En troisième lieu, ces simulations conduisent à nous interroger sur la capacité d’un marché de permis d’émissions négociables de déclencher à temps les réductions d’émissions dans les secteurs les plus rigides. En effet, en l’absence de mesures structurelles d’accompagnement dans le domaine de la planification urbaine ou dans les transports, il est probable qu’un prix des permis faible sur les

premières périodes ne sera pas en mesure de générer un infléchissement significatif des courbes d’émissions dans ces domaine. Or, si dans un second temps le prix des permis augmente de manière drastique, l’industrie sera alors forcée de supporter l’ensemble du choc. Ce point est d’autant plus important que nous n’avons considéré dans notre modèle que l’inertie liée à la durée de vie des équipements, et que nous avons passé sous silence les dynamiques auto-renforçantes qui pourraient limiter encore plus la réaction du secteur rigide à un signal prix faible.

Ces analyses restent cependant préliminaires, en particulier du fait de l’agrégation en deux secteurs qu’elles proposent.
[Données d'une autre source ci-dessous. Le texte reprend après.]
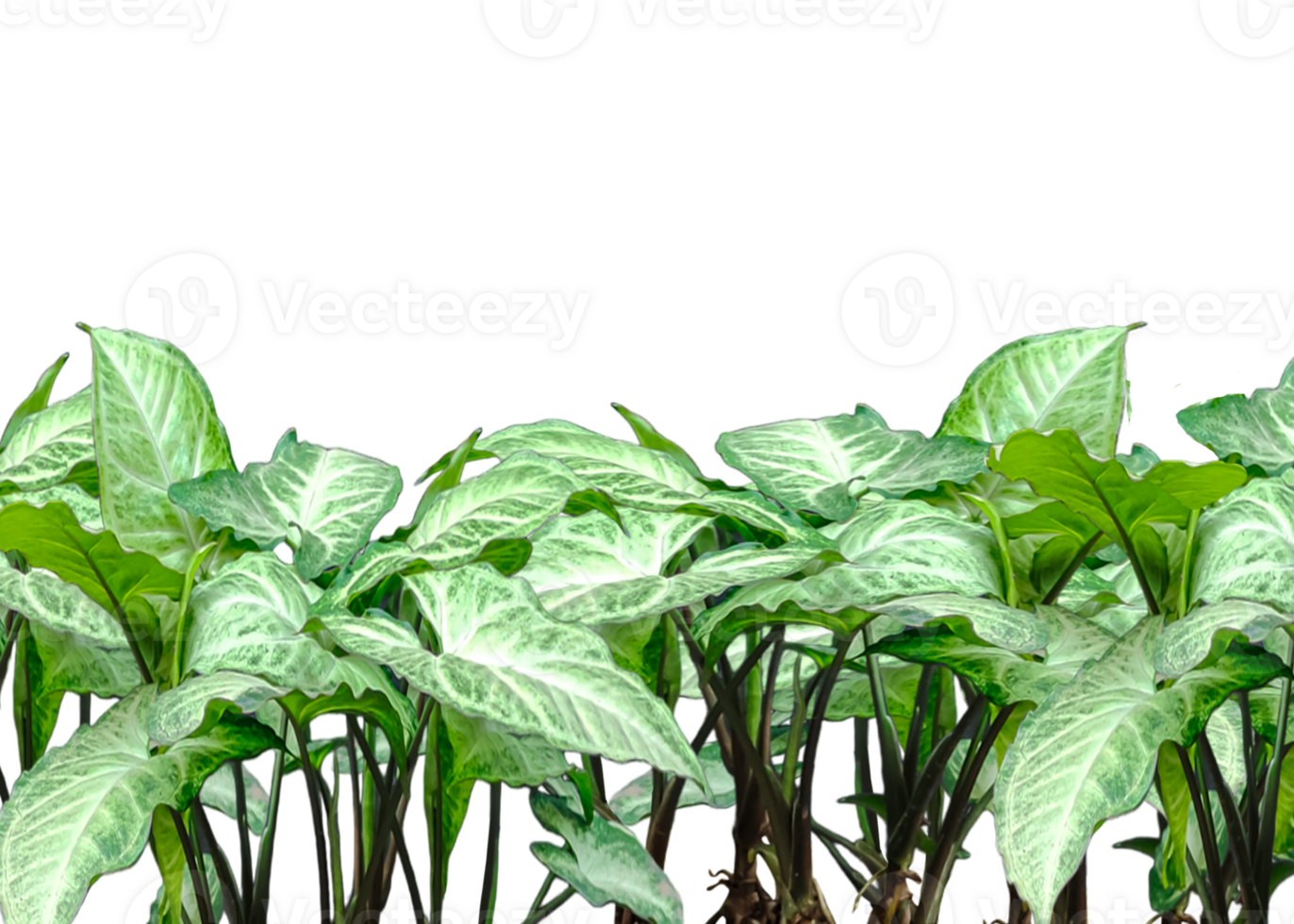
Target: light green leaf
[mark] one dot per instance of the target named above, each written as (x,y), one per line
(1073,639)
(156,423)
(1002,676)
(247,619)
(823,464)
(508,500)
(83,506)
(323,500)
(487,751)
(220,796)
(1188,641)
(84,810)
(605,862)
(44,448)
(37,399)
(1087,753)
(649,435)
(1246,546)
(51,537)
(1073,378)
(1255,429)
(632,799)
(41,597)
(589,570)
(74,664)
(504,659)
Des travaux plus désagrégés sont nécessaires pour comprendre comment un système de permis d’émissions négociables est susceptible de fonctionner dans un monde au stock de capital très hétérogène, et quelles sont les mesures d’accompagnement nécessaires pour réduire l’écart entre le signal prix de court terme et les adaptations techniques dans les secteurs dans lesquels les prix de l’énergie ne sont pas le moteur dominant des comportements et des choix publics.

Conclusion

A la rhétorique de l’actualisation, nous avons maintenant substitué une vision enrichie du rapport court terme / long terme qui met au cœur du débat la tension entre incertitudes sur le changement climatique et nature de l’héritage que nous laissons à nos enfants :

- Du fait de l’incertitude sur les comportements de nos descendants, il est illusoire de vouloir imposer un niveau de concentration atmosphérique en GES à long terme. Le seul point de repère tangible dont nous disposions est de conduire des politiques climatiques telles que nos enfants soient placées au mieux pour répondre au risque climatique, au moins tel que nous l’envisageons aujourd’hui.
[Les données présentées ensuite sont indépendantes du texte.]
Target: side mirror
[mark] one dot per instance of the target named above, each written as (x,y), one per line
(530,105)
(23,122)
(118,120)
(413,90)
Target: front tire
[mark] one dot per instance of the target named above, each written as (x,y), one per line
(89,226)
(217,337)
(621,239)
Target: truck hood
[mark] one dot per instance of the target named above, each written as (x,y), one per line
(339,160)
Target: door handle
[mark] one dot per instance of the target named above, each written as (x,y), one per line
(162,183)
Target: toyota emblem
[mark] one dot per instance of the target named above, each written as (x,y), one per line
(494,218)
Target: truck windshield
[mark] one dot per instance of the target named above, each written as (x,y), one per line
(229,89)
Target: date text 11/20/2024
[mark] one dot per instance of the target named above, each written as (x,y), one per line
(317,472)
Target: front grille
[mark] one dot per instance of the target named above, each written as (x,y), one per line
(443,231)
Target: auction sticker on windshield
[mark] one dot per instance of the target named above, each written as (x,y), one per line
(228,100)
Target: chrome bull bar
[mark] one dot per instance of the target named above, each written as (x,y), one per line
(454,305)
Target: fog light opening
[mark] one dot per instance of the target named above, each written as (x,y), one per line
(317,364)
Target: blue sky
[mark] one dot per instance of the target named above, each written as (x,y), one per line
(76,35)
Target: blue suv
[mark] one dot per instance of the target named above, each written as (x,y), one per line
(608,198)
- Du fait de l’incertitude sur les coûts et les dommages du changement climatique, ce qui compte dans l’héritage que nous leur transmettons n’est pas seulement le niveau de richesse ou le niveau d’émissions que nous leur laissons, mais aussi le degré de flexibilité que nous leur transmettons. Pour employer une métaphore mathématique : non seulement l’état de l’économie x et l’état de l’environnement e comptent, mais les dynamiques x•, e• et ∂x/∂e, soient respectivement les dynamiques de croissance, d’émissions et les coûts marginaux d’abattement importent elles-aussi.
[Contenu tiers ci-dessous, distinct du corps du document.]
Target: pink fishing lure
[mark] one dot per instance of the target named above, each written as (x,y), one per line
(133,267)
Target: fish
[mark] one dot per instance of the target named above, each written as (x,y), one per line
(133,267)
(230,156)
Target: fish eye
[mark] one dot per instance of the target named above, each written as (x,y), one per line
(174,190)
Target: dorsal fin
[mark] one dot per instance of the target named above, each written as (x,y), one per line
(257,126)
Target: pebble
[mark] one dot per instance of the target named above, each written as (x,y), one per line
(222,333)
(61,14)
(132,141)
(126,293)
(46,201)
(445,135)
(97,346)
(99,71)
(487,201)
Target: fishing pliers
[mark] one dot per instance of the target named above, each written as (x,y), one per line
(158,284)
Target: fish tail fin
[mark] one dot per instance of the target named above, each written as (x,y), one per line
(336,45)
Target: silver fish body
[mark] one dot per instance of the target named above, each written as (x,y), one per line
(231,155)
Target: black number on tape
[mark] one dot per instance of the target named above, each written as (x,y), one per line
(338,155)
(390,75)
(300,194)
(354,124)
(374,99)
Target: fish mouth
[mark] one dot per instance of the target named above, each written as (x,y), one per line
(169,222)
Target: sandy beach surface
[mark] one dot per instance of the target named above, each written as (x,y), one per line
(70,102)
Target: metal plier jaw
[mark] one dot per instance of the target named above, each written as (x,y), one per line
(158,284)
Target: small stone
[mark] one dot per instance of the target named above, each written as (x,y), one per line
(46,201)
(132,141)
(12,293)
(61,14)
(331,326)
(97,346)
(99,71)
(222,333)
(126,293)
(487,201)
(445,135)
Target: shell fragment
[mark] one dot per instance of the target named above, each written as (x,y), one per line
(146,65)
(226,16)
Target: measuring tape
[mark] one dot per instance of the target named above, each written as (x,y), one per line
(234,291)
Ce changement de point de vue nous oblige à dépasser les grandeurs agrégées pour entrer dans la description plus fine des systèmes techniques. Nous avons ainsi rencontré deux éléments qui concourent à la plus ou moins grande flexibilité que nous transmettons à nos descendants. La durée de vie du capital des équipements constitue une première source de rigidité, dans la mesure où toute réduction rapide des émissions peut demander de procéder à une mise au rebut anticipée des équipements et donc à des investissements très importants à une période donnée. Le modèle STARTS 2 que nous avons développé dans la seconde partie nous a montré que les coûts d’un retard de l’action pouvaient alors se révéler très élevés. En second lieu, les dynamiques auto-renforçantes telles que les rendements d’échelle croissants ou les mécanismes d’apprentissage conduisent les marchés à renforcer spontanément le premier choix au-delà d’une certaine limite. L’arbitrage entre dictature du présent et dictature du futur se révèle ainsi irréductible à un seul coefficient, et nécessite au contraire un examen détaillé du contenu de ce que nous transmettons.